Such a move would not be looked upon favorably by Trump, who has done a great deal for Israel and wants to underline that in his campaign.
Nevertheless, this is a case where the good of Israel necessitates Netanyahu to politely tell Trump that an Israeli prime minister must do what an Israeli prime minister must do. And in an election year, Israeli prime ministers, consistently, have felt the need to meet both parties’ candidates. Call this wisely hedging one’s bets.
For instance, in September of 2016, ahead of the last US presidential election, Netanyahu – visiting New York for the annual UN General Assembly meeting – met separately with Trump and his Democratic rival, Hillary Clinton.
In 2012, during his visit to the UN in September, Netanyahu – widely, albeit inaccurately, accused of stumping for Republican candidate Mitt Romney – spoke by phone with Romney and then president Barack Obama.
Obama, with whom Netanyahu had a rocky relationship, actually turned down a Netanyahu request for a meeting at that time. The prime minister had met Romney two months earlier in Jerusalem.
The last time an Israeli prime minister did not meet with both US presidential candidates during an election year was in 2004, when Ariel Sharon met with George W. Bush, but during that same visit to the US, he snubbed John Kerry, the Democratic candidate.
As Kerry later went on to become a secretary of state who was very critical of Israel, one could justifiably ask about Sharon’s cold shoulder: “How did that work out?”

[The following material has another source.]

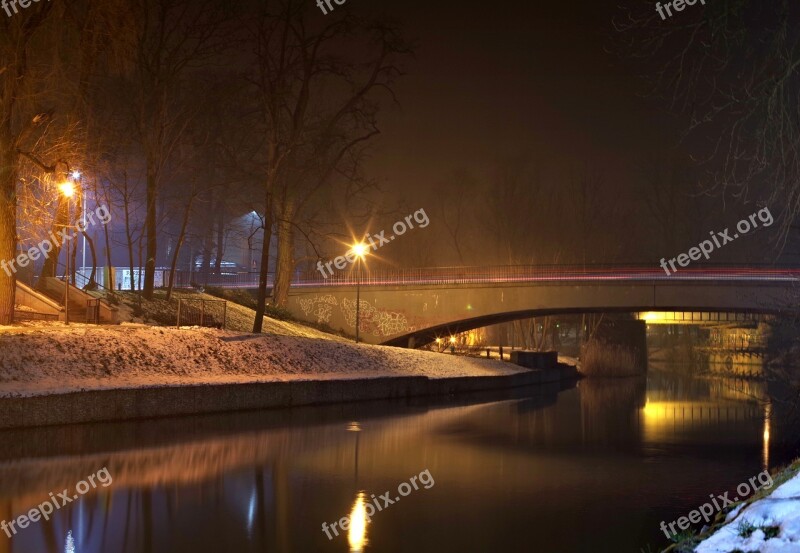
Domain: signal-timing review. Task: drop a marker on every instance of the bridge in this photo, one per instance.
(415, 306)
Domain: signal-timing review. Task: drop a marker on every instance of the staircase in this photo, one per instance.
(79, 302)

Netanyahu, it is obvious to all, likes Trump, has a very good relationship with him and is grateful for what the president has done for Israel. But Netanyahu must look beyond November and do what is in Israel’s best interests.
And what is in Israel’s best interests – even if not in Trump’s – is for the prime minister to meet Biden to demonstrate in the most tangible way possible that Israel is not, and does not want to become a partisan wedge issue.